There are many examples of projects following this principle. To list a few:
- Pillow was forked from PIL when the development of PIL was discontinued
- html5rdf was forked from html5lib
- LibreOffice was forked from OpenOffice over governance model
Rebrands with file collisions
There are also cases when projects were rebranded without renaming the installed files, leading to mutually exclusive packages.
For example, faust-cchardet is a fork of cchardet that uses the same cchardet package name.
When packaging such forks it is important to mark them as incompatible with the original package:
- v0 (meta.yaml)
- v1 (recipe.yaml)
requirements:
# ...
run_constrained:
- cchardet <0.0a0
requirements:
# ...
run_constraints:
- cchardet <0.0a0
Such an approach risks creating unsolvable dependencies. For example, if two different packages require two different forks of the same dependency, it will not be possible to install both simulaneously.
Prepend the fork owner to the package name
As a last resort, if it is neither possible to get the fork merged upstream nor rebranded properly, it is possible to rename the package downstream. This is usually done via prepending or appending the fork owner, or some distinguishing keyword to the package name. This is similar to how different packages that happened to use the same name are handled.
For example, a fork of torch-radon by carterbox was packaged as carterbox-torch-radon. This rule was not strictly observed while packaging the fork of django-cryptography with Django 5 support, as it was named django-cryptography-django5. A fork of ctypesgen by pypdfium2-team was packaged as ctypesgen-pypdfium2-team.
These types of forks generally use the same filenames as the original packages, and therefore need constraints like rebrands with file collisions. In some cases, particularly with user-facing programs, it may be preferable to rename the installed files downstream to avoid collisions.
Replace the original package with a fork
In rare cases, it may be acceptable to switch to a fork without changing the package name. In particular, this can be done if the original package is clearly unmaintained for a long time and multiple other downstreams have already done that.
However, this comes with a significant risk: if the package eventually becomes active again, switching back to it may result in overlapping version numbers. For example, if the last pre-fork version was 1.3.0, and the fork continues the timeline by releasing 1.4.0, a later 1.4.0 release of the original package will conflict.
Mutually exclusive forks and package dependencies
A significant problem with mutually exclusive forks is that while a package's code may be compatible with multiple forks, its dependencies can specify only one of them. As a result, for different packages to be installable simultaneously, they must use the same fork of a given dependency. This may require updating the dependencies across different packages simultaneously, or building multiple package variants with dependencies on different forks.
Long-term risks from package forks
Packaging forks comes with a few long-term risks:
- The existence of multiple independently maintained forks may lead to some of them featuring issues that were fixed in others. In particular, security issues need to be tracked and fixed independently in all forks.

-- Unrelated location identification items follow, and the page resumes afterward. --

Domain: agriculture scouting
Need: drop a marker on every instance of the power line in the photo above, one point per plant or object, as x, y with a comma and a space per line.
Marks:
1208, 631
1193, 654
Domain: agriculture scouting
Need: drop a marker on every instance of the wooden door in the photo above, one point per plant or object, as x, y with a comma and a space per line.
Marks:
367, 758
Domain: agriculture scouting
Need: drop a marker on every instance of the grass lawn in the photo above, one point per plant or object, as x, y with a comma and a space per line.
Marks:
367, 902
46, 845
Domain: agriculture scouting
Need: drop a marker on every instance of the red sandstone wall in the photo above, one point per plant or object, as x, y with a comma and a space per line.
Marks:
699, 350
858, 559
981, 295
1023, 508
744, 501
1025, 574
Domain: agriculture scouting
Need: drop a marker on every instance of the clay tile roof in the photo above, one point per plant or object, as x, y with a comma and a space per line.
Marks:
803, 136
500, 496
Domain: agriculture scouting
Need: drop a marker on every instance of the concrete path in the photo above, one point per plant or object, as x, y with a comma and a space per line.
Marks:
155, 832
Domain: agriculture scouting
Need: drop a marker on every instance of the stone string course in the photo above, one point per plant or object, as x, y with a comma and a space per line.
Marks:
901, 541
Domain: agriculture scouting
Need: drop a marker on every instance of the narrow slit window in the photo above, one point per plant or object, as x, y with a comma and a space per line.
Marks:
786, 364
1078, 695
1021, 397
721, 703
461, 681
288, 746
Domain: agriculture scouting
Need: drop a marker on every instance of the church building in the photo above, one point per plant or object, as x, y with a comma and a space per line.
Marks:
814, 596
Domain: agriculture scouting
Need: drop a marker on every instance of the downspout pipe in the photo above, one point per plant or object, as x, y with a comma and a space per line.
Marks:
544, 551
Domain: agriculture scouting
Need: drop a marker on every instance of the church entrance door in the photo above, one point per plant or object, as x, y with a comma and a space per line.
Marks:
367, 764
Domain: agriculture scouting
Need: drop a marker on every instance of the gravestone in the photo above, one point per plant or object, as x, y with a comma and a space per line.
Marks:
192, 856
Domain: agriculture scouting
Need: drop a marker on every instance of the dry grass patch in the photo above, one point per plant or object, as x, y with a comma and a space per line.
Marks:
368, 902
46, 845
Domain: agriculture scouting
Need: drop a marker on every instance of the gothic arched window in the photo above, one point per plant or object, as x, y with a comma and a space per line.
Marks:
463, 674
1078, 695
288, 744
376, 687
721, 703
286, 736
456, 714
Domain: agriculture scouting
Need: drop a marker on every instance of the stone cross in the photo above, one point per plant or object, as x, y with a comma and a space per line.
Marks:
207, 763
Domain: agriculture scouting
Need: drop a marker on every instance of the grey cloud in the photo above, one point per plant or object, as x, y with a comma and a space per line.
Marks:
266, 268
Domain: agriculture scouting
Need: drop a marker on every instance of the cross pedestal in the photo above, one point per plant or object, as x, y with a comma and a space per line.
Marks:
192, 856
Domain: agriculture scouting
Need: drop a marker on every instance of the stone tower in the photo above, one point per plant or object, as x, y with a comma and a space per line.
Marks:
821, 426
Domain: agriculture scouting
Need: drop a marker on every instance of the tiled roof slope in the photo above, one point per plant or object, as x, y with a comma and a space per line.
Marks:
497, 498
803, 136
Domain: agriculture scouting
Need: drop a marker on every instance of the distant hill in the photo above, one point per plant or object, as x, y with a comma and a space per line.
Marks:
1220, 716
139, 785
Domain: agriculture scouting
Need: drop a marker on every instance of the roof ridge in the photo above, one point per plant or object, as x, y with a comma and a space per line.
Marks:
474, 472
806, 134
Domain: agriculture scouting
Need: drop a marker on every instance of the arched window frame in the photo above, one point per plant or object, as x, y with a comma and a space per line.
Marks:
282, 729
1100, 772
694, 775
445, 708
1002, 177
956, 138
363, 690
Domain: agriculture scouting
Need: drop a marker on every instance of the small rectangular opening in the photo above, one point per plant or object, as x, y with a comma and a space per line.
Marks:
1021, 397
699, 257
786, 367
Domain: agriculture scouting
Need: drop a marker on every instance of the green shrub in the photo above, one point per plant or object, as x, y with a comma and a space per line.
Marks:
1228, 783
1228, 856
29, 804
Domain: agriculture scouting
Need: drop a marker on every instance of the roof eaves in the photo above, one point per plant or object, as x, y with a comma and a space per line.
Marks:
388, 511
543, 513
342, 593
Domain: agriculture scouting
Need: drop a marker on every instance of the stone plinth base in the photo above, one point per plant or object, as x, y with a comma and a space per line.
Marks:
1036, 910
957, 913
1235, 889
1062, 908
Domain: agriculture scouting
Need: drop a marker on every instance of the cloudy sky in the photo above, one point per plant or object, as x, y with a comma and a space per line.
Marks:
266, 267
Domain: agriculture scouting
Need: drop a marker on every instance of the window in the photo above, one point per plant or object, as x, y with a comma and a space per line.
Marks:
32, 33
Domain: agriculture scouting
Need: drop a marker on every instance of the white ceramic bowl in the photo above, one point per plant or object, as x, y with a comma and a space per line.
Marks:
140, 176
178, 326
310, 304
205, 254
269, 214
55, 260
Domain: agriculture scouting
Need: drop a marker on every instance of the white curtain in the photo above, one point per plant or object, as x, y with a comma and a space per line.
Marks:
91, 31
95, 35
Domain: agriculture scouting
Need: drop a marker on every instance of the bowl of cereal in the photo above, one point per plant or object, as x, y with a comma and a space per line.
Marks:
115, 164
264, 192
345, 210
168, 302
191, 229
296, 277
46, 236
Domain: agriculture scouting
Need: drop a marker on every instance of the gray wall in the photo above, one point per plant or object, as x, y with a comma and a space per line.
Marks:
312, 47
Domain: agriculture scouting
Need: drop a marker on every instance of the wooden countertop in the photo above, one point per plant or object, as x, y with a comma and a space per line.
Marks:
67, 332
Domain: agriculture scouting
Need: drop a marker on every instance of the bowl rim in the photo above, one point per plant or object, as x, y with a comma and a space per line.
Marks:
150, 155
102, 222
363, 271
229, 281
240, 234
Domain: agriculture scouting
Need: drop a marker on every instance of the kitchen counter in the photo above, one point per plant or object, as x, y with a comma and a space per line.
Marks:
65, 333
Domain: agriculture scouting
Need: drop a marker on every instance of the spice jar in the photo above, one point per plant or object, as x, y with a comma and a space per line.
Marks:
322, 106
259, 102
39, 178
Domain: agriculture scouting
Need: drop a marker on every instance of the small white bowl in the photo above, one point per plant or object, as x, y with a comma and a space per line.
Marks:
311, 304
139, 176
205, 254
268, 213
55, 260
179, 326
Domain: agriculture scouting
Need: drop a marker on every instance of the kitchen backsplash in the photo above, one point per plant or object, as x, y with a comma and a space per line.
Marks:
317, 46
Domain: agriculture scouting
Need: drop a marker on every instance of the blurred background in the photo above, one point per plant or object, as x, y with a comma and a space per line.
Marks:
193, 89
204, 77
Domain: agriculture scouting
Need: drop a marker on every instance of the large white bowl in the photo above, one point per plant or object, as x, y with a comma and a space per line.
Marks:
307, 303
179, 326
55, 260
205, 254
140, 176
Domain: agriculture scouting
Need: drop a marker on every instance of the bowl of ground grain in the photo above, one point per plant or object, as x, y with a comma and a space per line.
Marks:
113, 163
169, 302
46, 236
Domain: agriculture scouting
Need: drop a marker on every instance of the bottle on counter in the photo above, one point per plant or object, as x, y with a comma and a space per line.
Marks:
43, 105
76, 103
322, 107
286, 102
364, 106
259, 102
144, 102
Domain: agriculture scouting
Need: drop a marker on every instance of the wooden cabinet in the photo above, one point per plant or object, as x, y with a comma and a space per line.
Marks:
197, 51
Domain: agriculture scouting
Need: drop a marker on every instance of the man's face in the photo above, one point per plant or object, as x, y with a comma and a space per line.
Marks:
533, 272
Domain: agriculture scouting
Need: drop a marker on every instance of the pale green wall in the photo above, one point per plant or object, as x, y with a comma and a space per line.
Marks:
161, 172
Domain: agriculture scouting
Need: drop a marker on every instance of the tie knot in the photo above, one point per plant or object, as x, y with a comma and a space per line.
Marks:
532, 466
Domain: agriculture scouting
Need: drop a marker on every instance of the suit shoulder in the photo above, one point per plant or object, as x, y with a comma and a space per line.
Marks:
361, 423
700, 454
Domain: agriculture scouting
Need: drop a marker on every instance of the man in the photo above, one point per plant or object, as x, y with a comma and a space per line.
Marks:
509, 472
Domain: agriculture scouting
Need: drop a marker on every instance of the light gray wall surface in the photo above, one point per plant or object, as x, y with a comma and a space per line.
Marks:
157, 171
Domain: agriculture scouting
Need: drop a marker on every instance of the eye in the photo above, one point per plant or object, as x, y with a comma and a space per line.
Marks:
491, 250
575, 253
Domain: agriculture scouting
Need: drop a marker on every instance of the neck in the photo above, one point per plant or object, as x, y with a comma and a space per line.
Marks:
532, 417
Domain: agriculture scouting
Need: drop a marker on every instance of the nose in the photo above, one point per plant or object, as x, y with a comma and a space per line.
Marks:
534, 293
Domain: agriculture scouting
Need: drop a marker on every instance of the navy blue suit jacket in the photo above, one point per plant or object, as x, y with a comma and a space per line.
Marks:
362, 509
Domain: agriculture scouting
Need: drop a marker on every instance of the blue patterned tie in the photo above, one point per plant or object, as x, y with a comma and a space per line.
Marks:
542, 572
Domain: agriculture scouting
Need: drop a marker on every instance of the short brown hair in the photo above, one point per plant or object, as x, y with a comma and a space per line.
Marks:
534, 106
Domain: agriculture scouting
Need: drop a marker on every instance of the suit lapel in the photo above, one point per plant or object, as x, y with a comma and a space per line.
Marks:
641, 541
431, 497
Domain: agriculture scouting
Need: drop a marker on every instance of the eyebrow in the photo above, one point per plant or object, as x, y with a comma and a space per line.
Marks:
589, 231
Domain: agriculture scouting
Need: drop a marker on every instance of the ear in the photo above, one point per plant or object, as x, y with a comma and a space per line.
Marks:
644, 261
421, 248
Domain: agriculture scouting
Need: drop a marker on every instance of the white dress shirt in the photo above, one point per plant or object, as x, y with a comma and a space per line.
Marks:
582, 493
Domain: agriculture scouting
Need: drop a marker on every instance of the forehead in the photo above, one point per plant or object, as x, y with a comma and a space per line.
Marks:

- Forks created to continue development of an unmaintained package may become unmaintained themselves. This can eventually lead a whole chain of forks.
- Originally unmaintained packages may become maintained again, potentially necessitating reverting the switch to a fork. This can be especially problematic if the fork diverged from the original package significantly, and then became abandoned itself.
- Originally compatible forks may start diverging. Combined with them being mutually exclusive, this could lead to impossible dependency constraints.